Lega, FdI e M5S: le tre forze che hanno bocciato il Mes sono le stesse che affossarono il Governo Draghi
In primo luogo la bocciatura del Mes certifica che sul populismo di destra è Salvini ad avere l’egemonia e che la Meloni non è assolutamente in grado di sottrarsi al ricatto elettorale del suo scomodo alleato-rivale di estrema destra. Ieri il leader della Lega ha vinto per Ko distruggendo in un solo colpo l’immagine di leader moderata che la premier aveva faticosamente cercato di costruirsi nei mesi scorsi. La Meloni si è sempre rifugiata sotto le bandiere dell’atlantismo ma senza europeismo non c’è atlantismo che tenga. Dopo il passo falso sul Mes è una premier dimezzata.
La seconda considerazione racconta che, quando c’è una battaglia populista dal sapore elettoralistico, Conte non si tira mai indietro, con buona pace dell’ingenua leadership del Pd che l’ha sempre pensato come l’alleato più affidabile per tentare di costruire un’alternativa al Governo di destra-centro. Fateci caso: la triade Salvini, Meloni, Conte è la stessa che l’anno scorso liquidò il Governo Draghi, il miglior Governo che l’Italia abbia avuto negli ultimi trent’anni che ha saputo fronteggiare la pandemia, sostenere fin dalla prima ora l’Ucraina contro l’aggressione russa e rilanciare l’economia italiana (+12% di Pil in due anni) come ai tempi del miracolo economico del Dopoguerra.

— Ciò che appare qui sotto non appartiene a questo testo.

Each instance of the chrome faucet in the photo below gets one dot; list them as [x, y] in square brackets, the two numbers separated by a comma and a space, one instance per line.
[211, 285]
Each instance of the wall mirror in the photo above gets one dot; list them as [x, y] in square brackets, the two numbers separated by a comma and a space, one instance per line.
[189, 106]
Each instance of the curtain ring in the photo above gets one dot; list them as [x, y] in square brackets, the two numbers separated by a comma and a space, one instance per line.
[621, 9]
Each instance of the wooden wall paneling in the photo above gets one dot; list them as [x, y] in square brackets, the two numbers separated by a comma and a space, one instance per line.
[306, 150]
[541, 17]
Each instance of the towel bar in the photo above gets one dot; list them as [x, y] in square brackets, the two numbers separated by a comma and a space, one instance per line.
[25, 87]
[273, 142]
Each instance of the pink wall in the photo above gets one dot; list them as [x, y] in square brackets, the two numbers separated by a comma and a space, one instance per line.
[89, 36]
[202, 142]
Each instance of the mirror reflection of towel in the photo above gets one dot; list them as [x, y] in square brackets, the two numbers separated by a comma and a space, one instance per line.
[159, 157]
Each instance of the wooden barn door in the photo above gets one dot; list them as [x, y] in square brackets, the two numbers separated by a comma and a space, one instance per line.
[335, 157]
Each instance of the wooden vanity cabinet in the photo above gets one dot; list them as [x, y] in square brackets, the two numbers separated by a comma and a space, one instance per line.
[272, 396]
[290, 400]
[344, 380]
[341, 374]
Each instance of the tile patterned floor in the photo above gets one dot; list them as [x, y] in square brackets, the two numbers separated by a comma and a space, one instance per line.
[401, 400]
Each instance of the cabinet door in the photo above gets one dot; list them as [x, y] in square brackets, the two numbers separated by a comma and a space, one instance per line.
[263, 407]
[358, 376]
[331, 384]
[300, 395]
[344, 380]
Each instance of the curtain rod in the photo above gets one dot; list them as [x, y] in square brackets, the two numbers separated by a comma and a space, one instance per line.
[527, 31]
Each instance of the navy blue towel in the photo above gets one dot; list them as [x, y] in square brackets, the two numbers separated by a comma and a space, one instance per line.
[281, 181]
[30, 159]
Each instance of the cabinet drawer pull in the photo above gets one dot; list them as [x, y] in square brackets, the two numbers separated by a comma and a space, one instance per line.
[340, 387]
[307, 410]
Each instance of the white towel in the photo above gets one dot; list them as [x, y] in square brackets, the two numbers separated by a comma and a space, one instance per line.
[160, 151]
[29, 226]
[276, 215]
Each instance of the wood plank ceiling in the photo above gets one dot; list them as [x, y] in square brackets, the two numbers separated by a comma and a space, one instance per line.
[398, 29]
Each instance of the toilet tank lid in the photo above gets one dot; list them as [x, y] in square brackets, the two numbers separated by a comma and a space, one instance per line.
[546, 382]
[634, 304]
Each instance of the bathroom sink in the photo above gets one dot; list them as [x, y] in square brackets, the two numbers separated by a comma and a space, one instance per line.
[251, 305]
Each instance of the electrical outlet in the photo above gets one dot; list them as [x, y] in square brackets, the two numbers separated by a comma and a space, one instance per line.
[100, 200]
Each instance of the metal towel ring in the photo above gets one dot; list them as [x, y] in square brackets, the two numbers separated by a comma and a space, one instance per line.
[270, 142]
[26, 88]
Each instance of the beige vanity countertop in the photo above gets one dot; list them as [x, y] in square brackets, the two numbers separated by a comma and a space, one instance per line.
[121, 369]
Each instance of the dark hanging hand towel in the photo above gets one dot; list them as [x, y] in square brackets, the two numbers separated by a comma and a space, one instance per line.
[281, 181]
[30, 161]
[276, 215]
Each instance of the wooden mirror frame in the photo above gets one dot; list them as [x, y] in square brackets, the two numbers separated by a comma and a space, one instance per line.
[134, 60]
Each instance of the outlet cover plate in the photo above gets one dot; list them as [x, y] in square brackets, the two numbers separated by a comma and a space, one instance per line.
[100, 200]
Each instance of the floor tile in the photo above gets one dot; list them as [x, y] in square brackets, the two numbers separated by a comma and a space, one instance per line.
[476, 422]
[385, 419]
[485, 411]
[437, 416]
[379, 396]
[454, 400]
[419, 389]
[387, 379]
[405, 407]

Il Pd capirà che inseguire i Cinque Stelle anziché dialogare con il Centro allontana l’alternativa?
Terza considerazione: onore al merito delle forze che hanno saputo tenere alta la bandiera dell’europeismo battendosi, anche se invano, per la ratifica del Mes. Queste forze sono quattro: il Pd, Italia Viva di Renzi, Azione di Calenda e +Europa della Bonino, con l’indiretto ma timido appoggio di Forza Italia che si è astenuta di fronte alla bocciatura del Mes. Guarda caso, sono le stesse forze che con più convinzione avevano sostenuto il Governo Draghi. Sarebbe bello pensare che il voto sul Mes apra finalmente gli occhi al Pd e gli faccia capire che, se vuole avere una pallida speranza di costruire l’alternativa a Meloni, non può inseguire Conte nelle sue capriole trasformistiche ma deve aprire al Centro e condurre una vigorosa battaglia europeista e riformista. Talvolta le sconfitte politiche gettano il seme della riscossa e può darsi che la lezione di ieri apra nuovi scenari in futuro, ma per ora farsi troppe illusioni sarebbe a dir poco velleitario.